01:49Je veux dire, on ne peut pas à un moment décider d'agir en dehors des fonctions.
01:55Non seulement ils agissent en dehors de la loi, mais ils agissent aussi souvent en dehors de l'humanité.
02:00Et ces gens-là qui se permettent pour les autres de daigner leur humanité,
02:04veulent, eux par contre, absolument qu'on les traite, non pas simplement comme des êtres humains,
02:09mais même que tout leur soit dû, c'est-à-dire que tout leur est dû.
02:13Non, je suis désolée, enfin, comment dire, qu'on va...
02:16Mais alors vous vous inquiétez effectivement que ces gens-là se plaignent de leurs conditions ?
02:21Moi, ce qui m'inquiète surtout, c'est la réaction de la justice.
02:24Le magistrat qui confirme que cela constitue une pratique susceptible d'affecter gravement la qualité de son sommeil,
02:30d'affecter sa santé mentale et in fine de porter atteinte à sa dignité, Joseph Massescaron.
02:36Ça, c'est ce que dit le magistrat.
02:37Vous savez, dans les avions, très souvent, dans la pochette avant, lorsque vous faites de longues destinations,
02:45il y a quelque chose qui s'appelle un masque.
02:48Voilà.
02:49Et à ce moment-là, vous le mettez sur les yeux.
02:51Et du coup, vous n'avez plus la lumière.
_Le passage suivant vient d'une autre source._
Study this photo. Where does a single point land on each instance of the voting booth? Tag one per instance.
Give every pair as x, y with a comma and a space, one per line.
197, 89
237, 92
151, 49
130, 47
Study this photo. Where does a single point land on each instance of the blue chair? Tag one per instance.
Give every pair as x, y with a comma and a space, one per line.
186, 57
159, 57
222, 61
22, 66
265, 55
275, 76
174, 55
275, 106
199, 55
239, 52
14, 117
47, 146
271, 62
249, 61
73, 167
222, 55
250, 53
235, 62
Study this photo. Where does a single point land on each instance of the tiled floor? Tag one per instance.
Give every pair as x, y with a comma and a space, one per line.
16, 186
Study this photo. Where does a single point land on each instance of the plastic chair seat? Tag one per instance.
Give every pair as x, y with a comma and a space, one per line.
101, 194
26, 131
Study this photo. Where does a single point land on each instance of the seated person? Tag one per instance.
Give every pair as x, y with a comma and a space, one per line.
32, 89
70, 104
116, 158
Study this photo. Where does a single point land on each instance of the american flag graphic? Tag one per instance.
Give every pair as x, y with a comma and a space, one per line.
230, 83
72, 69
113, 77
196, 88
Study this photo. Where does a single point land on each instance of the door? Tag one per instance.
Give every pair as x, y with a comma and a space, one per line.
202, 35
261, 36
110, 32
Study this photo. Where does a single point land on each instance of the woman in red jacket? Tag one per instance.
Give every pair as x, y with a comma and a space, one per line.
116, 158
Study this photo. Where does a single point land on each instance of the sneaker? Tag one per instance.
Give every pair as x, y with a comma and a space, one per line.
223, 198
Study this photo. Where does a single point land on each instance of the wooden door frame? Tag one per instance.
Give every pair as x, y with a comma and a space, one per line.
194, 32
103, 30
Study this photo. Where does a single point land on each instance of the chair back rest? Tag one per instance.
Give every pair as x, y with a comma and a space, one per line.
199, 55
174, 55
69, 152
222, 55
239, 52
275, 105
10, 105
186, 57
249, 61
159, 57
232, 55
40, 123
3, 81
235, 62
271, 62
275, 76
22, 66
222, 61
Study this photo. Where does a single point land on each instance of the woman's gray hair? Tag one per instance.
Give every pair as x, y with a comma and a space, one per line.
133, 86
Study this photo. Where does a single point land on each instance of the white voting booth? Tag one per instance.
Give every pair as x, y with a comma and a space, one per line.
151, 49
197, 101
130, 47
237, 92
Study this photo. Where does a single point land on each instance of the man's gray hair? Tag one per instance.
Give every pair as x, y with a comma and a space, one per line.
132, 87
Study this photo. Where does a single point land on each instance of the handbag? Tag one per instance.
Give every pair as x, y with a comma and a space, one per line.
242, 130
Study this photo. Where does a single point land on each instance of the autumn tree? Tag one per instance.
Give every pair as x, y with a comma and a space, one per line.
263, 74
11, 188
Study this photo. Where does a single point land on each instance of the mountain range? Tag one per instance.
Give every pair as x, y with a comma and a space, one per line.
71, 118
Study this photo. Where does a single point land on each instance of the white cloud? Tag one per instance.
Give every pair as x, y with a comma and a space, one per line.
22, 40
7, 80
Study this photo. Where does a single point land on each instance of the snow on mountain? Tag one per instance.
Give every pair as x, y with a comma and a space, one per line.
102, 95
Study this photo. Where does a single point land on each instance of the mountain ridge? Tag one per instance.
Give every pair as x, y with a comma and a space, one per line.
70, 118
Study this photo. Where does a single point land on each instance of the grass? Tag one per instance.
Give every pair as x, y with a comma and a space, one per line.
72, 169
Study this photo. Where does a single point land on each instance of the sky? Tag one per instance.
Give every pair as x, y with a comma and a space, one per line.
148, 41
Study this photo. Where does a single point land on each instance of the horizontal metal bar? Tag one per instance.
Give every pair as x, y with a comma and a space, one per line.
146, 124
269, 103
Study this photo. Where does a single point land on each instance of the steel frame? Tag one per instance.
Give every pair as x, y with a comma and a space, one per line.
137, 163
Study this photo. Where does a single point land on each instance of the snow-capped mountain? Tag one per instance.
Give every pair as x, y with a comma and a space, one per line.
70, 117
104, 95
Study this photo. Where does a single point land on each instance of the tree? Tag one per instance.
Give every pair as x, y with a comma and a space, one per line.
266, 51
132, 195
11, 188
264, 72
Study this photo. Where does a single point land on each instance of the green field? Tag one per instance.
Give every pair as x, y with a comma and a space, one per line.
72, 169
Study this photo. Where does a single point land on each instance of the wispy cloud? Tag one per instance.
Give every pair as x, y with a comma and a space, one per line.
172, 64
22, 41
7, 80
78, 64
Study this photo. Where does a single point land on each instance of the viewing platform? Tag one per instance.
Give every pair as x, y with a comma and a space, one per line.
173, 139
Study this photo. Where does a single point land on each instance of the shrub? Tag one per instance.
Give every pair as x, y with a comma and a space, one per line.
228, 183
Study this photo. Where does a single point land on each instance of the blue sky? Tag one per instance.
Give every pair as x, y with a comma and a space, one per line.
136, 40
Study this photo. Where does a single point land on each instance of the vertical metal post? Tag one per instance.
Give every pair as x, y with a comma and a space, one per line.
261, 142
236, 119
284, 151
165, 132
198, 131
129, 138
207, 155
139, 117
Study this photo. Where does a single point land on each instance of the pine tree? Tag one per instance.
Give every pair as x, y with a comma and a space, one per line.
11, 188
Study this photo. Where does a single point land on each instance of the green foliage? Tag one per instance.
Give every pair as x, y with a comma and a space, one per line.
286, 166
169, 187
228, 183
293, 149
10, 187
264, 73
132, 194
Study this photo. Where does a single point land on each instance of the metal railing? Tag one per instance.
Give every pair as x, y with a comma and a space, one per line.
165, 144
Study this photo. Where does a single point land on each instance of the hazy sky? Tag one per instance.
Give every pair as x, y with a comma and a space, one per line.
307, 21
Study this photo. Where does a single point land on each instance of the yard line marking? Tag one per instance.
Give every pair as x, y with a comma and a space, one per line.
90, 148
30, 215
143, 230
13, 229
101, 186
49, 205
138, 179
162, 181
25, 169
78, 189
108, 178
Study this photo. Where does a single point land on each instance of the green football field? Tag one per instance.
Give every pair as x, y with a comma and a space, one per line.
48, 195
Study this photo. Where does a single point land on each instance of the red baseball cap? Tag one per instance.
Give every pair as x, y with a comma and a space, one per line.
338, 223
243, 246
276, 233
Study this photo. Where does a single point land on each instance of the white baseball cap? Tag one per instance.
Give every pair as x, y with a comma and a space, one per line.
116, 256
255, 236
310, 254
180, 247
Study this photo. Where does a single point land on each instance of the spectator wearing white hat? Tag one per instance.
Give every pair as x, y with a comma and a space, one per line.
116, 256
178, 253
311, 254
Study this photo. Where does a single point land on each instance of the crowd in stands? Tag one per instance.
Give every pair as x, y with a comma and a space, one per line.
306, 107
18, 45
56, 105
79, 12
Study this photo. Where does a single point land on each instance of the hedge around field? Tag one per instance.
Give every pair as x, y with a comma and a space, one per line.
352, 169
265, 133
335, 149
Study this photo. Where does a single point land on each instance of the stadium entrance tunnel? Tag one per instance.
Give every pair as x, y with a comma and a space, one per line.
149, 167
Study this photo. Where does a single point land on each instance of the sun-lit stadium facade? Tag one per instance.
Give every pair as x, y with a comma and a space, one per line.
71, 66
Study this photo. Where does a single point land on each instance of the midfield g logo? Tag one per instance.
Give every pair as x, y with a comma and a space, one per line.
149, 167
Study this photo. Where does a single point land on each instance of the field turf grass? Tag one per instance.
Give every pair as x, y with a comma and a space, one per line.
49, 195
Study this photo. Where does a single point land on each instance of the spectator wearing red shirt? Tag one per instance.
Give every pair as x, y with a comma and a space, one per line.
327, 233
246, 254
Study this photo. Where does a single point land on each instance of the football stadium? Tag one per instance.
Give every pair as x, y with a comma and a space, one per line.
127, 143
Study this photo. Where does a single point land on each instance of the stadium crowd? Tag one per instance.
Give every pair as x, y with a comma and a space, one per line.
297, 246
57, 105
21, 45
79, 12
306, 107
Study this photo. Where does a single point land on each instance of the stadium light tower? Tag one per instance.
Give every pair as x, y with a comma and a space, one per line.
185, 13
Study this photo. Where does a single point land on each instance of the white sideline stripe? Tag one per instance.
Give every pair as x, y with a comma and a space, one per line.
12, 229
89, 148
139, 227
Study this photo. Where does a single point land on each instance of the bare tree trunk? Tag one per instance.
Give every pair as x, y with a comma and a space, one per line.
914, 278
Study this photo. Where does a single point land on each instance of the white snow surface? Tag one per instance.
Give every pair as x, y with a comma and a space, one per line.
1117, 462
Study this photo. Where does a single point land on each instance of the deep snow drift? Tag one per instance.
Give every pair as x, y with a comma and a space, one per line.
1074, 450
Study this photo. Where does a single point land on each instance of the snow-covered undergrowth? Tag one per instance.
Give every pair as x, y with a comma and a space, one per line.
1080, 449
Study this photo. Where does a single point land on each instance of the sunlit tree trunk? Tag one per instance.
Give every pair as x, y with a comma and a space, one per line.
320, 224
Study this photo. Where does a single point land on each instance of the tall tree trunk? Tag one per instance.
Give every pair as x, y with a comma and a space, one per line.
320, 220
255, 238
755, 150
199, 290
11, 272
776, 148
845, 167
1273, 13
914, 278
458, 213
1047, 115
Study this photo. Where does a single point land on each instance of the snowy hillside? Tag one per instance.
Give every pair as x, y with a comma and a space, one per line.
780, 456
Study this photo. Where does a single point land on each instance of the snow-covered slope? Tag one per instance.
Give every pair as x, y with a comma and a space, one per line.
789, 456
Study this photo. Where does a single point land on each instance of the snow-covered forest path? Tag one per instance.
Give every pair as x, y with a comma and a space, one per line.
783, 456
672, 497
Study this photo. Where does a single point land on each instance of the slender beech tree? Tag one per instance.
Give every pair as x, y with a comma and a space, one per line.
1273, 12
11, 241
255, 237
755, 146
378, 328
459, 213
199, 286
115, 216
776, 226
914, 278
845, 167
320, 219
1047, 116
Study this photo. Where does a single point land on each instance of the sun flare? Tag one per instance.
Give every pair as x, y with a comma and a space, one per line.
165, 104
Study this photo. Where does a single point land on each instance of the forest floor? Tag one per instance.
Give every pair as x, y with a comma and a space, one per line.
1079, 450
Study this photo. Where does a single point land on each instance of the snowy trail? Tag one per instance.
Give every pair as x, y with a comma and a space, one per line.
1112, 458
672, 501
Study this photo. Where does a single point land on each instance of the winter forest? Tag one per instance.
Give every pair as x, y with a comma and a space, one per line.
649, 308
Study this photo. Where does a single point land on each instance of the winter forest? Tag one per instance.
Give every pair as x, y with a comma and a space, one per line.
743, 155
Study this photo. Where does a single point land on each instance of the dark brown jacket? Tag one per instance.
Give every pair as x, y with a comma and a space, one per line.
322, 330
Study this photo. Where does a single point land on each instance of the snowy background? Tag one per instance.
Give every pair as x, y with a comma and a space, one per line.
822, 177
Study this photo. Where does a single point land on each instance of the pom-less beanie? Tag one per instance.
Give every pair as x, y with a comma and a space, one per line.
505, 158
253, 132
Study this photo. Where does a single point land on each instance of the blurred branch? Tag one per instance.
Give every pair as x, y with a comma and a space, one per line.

02:54Vous n'avez plus la lumière à port.
02:54Non, mais pardonnez-moi de ce...
02:56Pardonnez-moi parce que j'ai l'impression, quand j'entends ça, que c'est Guantanamo.
03:01Réellement.
03:02Que c'est Guantanamo.
03:03Parce que c'est ça ce qu'ils veulent démontrer, les juges.
03:06C'est que c'est Guantanamo.
03:07Or, c'est absolument, évidemment, pas Guantanamo.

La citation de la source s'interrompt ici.